Cultural Events

Dec 17, 2025

Don't Confuse My Silence with Weakness, or the Third Graders’ Message

We are all familiar with the biblical account of the Creation of the world, which tells how God created the heavens and the earth over the course of six days. It is said there that everything has a beginning, whereas God is without beginning, self-sufficient, and eternal. Humanity, nations, and individuals have interpreted Creation and their relationship to it in different ways; yet perhaps our Armenian interpretation is more than a myth, a narrative, or mere imagination.

The legends related to the origin of the Armenian people are also diverse—ranging from credible to legendary, from spiritual and cultural to political. It is noteworthy that stories about our origins have been preserved not only in local written sources or in the treasures of folk tradition. We have been praised and mentioned in the origin legends of peoples such as the Jews, Georgians, Arabs, and even the Sumerians, who have long vanished from the stage of history. In all these narratives, however, a common thread runs through them: the idea of our indigeneity, our being a chosen people of God, our direct connection to Creation, and the continuity of our nation.

It was precisely this continuity that the third graders’ latest performance was dedicated to.

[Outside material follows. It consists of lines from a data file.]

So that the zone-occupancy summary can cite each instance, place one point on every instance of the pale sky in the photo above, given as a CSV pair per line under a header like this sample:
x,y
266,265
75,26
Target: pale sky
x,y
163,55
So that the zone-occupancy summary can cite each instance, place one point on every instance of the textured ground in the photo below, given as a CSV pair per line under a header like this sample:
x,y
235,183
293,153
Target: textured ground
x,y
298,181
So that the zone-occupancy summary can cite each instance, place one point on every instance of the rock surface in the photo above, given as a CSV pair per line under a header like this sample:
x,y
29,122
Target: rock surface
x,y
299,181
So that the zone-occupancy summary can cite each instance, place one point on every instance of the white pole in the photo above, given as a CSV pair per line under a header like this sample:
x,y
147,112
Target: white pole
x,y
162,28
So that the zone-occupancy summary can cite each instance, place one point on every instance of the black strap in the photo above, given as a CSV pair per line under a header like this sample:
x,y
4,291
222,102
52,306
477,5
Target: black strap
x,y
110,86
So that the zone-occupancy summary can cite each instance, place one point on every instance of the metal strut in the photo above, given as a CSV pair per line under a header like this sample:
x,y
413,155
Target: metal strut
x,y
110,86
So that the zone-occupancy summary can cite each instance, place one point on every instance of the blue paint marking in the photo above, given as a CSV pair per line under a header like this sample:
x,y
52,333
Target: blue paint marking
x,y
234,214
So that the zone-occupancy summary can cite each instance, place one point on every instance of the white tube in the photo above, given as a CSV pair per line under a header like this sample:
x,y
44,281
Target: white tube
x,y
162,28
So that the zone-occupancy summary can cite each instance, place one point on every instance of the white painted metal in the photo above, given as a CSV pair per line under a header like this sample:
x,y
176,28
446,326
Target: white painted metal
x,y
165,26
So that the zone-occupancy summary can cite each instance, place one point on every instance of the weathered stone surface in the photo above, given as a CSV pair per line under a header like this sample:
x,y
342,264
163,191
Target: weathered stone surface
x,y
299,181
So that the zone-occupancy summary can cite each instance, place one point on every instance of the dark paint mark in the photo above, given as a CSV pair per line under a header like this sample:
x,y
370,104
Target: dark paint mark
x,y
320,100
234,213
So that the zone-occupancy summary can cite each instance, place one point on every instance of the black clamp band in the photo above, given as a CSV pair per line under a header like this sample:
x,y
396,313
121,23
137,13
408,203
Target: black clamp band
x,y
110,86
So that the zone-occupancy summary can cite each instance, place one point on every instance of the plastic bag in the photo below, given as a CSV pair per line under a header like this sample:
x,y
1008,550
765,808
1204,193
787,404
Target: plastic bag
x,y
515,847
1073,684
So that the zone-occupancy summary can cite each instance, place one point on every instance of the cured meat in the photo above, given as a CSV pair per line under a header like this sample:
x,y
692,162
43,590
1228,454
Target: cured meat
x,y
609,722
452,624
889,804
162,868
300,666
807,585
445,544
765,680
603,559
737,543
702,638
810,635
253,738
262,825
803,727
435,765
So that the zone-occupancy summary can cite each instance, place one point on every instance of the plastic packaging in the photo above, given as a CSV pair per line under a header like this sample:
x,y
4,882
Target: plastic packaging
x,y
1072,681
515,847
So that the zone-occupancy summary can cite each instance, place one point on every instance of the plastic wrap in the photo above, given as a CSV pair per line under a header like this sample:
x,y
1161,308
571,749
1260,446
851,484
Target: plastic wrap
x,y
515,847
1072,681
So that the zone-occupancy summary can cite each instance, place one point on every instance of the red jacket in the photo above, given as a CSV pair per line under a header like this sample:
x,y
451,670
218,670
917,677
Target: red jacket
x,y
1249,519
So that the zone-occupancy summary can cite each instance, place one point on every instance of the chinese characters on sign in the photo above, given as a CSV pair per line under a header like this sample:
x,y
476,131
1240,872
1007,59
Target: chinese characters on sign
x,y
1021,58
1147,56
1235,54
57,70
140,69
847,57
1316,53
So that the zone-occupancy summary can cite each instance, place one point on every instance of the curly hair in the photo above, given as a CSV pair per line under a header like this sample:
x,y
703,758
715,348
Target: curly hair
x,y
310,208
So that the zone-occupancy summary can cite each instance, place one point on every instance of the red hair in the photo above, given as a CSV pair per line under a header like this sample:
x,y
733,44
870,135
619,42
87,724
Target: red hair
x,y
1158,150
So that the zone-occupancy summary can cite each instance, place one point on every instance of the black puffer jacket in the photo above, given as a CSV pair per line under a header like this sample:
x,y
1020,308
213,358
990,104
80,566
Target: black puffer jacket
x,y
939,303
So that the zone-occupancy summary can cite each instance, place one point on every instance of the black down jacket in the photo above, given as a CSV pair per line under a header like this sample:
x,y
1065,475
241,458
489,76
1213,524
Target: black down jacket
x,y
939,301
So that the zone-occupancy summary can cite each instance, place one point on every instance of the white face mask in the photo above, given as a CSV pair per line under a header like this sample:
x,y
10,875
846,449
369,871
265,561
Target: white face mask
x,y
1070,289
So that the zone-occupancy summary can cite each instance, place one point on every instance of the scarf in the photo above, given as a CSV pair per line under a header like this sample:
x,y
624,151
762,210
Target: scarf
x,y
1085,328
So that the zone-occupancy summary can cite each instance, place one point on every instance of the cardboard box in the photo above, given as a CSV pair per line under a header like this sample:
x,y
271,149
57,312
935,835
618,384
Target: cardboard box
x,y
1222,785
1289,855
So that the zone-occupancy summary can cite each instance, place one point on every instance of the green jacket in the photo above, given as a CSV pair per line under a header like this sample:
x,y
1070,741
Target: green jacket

The production began with a symbolic image of Creation and God’s creation of light, then moved to the Armenian Highland, where, according to legend, the Armenian people were born—endowed with stone-like patience, an alert mind, and a creative spirit. Particularly striking at the beginning of the performance was the episode devoted to the special reverence for stone, where stone was presented not merely as a material, but as destiny, culture, and a source of resistance.

“Lernapar,” poetic imagery, symbolic dialogues, and impressive historical costumes revealed the age-old bond between the Armenian people and stone. On stage, stone was transformed into a monastery, a khachkar, a manuscript, a song, and a prayer.

The central storyline of the performance was the dialogue between a father and his son, through which the audience journeyed from historical Armenia to the distinctive regions of present-day Armenia—from Syunik to Gegharkunik, from Ararat to Shirak. Each stop stood out with its unique color, dialect, humor, and philosophy of life, presenting the Armenian people’s diligence, hospitality, faith, and inexhaustible will.

The younger Usum students brought Syunik to life through folk stories about the origin of the name Zangezur, Gegharkunik through legends of Lake Sevan’s blue waters and the protective power of khachkars, and Shirak through the animated figure of Poloz Mukuch, with Gyumri’s sharp humor and its victorious spirit of looking at life with unbreakable optimism.

The ideological climax of the event was the final segment, in which the children voiced the idea that the homeland is not a place to be loved merely through words or longed for from afar, but a value to be preserved through action and reclaimed every single day. The Usum students are convinced that the Armenian people’s silence and patience are not signs of weakness, but a steel-like strength rooted firmly in this land.

In essence, “Do Not Mistake My Silence for Weakness” was a journey through the crossroads of our people’s history and a testament to the fact that age does not matter when Armenians have great ideas to voice and a mission to speak again and again about homeland, memory, and identity.